4.19 Eternit heeft aangevoerd dat de immateriële schade zou moeten worden begroot op het door IAS gehanteerde normbedrag van € 48.235,--. Het wordt aannemelijk geacht dat deze schadepost in een bodemprocedure zal worden begroot op een bedrag van deze orde van grootte, temeer daar [eiser] geen feiten of omstandigheden heeft gesteld op grond waarvan deze schadepost voorshands op het door hem gevorderde bedrag van € 60.000 zou moeten worden begroot.
4.20 Niet kan evenwel worden uitgesloten dat in een bodemprocedure, overeenkomstig het beroep daartoe van Eternit, eigen schuld aan de zijde van [eiser] zal worden betrokken in de schadebegroting. Daarbij wordt in aanmerking genomen dat [eiser] als kleine zelfstandige een eigen verantwoordelijkheid had om zich op de hoogte te stellen van de op zijn vakgebied belangrijke ontwikkelingen, bijvoorbeeld de aan het gebruik van asbesthoudend materiaal verbonden gezondheidsrisico’s en de in verband daarmee te nemen preventieve maatregelen. Dit kon bijvoorbeeld door kennisname van de uitgaven van de Arbeidsinspectie over relevante werkomstandigheden. [eiser]s stelling dat hij bij kennisname van de brochure van de Arbeidsinspectie uit 1971 onvoldoende zou zijn gewaarschuwd stuit af op de inhoud van de brochure, in het bijzonder hetgeen onder 4. (onder het kopje “inwerking van asbest op de mens”) staat, te weten - voor zover hier van belang -: “Ingeademd asbeststof vormt een bedreiging voor de gezondheid van de mens. Ziekelijke afwijkingen veroorzaakt door asbest vindt men hoofdzakelijk in de longen, aan de pleura (longvlies) en aan het peritoneum (buikvlies). (…) De schadelijke werking van asbest kan zich ook uitstrekken tot de pleura en het peritoneum. Het is sinds enige jaren bekend, dat contact met asbest kan leiden tot een vroeger vrij zeldzaam geconstateerde afwijking, het mesothelioom, een langzaam en fataal verlopend ziekteproces, waarbij hoofdzakelijk het longvlies en/of het buikvlies wordt aangetast. het is een zelfstandig ziektebeeld, dus geen complicatie van asbestose. (…)”.

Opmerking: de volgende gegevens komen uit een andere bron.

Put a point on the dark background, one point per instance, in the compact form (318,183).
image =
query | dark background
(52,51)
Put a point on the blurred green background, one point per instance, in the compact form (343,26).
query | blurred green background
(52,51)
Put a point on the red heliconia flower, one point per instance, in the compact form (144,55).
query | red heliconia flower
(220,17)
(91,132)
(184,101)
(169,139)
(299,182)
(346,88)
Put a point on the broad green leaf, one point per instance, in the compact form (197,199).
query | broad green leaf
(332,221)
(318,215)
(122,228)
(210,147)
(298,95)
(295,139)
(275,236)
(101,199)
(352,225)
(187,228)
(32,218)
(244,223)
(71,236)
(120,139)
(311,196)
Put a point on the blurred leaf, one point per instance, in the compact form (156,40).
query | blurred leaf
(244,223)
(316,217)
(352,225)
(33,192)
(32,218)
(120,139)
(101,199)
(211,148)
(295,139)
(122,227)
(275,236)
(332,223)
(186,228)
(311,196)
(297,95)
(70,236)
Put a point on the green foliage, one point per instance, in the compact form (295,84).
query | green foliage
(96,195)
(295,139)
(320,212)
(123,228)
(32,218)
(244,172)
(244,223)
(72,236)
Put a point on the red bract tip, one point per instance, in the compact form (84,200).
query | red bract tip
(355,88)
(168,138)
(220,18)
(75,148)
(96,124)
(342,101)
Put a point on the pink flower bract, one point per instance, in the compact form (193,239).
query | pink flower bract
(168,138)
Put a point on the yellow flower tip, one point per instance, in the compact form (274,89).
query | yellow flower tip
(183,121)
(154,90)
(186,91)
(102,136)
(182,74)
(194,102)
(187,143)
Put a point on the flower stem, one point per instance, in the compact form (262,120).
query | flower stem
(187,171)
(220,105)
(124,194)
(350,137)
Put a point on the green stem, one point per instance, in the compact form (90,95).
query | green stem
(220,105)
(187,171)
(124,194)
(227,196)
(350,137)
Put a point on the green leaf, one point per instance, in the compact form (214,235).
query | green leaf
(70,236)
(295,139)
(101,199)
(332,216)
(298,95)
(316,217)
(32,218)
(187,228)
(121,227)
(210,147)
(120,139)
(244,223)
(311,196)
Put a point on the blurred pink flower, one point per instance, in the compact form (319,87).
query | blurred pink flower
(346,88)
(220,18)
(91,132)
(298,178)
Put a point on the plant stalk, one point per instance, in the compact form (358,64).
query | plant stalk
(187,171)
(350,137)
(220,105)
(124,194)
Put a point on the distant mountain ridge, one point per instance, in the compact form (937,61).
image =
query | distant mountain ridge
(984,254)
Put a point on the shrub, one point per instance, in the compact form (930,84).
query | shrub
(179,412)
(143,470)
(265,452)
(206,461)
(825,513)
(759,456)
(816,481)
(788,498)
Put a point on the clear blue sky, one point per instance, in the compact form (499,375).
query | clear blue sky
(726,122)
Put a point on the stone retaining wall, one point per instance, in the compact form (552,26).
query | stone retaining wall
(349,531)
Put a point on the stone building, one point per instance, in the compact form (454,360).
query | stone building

Hetgeen hiervoor is overwogen over de verantwoordelijkheid van [eiser] als kleine zelfstandige om zich op de hoogte te stellen geldt eens temeer tegen de achtergrond van de maatschappelijke discussie over de aan het gebruik van asbest verbonden gezondheidsrisico’s, die in de jaren ´70 van de vorige eeuw is gevoerd en waar [eiser] kennis van moet hebben gedragen.
Voorshands zal dan ook bij de begroting van het voorschot worden uitgegaan van een component eigen schuld van 50%.
4.21 Het voorgaande in aanmerking nemend en rekening houdend met het vanwege de financiële situatie van het gezin van [eiser] bestaande restitutierisico, wordt het bedrag van het toe te wijzen voorschot bepaald op € 20.000,--.
4.22 Daar partijen over en weer op punten in het ongelijk zijn gesteld, worden de proceskosten gecompenseerd.
veroordeelt Eternit om aan [eiser] bij wijze van voorschot op schadevergoeding binnen acht dagen na betekening van dit vonnis te betalen € 20.000;
compenseert de proceskosten in dier voege dat partijen ieder hun eigen kosten dragen;
verklaart dit vonnis uitvoerbaar bij voorraad;
wijst af het anders of meer gevorderde.
Dit vonnis is gewezen door mr. L. de Loor-Alwin, in tegenwoordigheid van de griffier.
Uitgesproken ter openbare terechtzitting.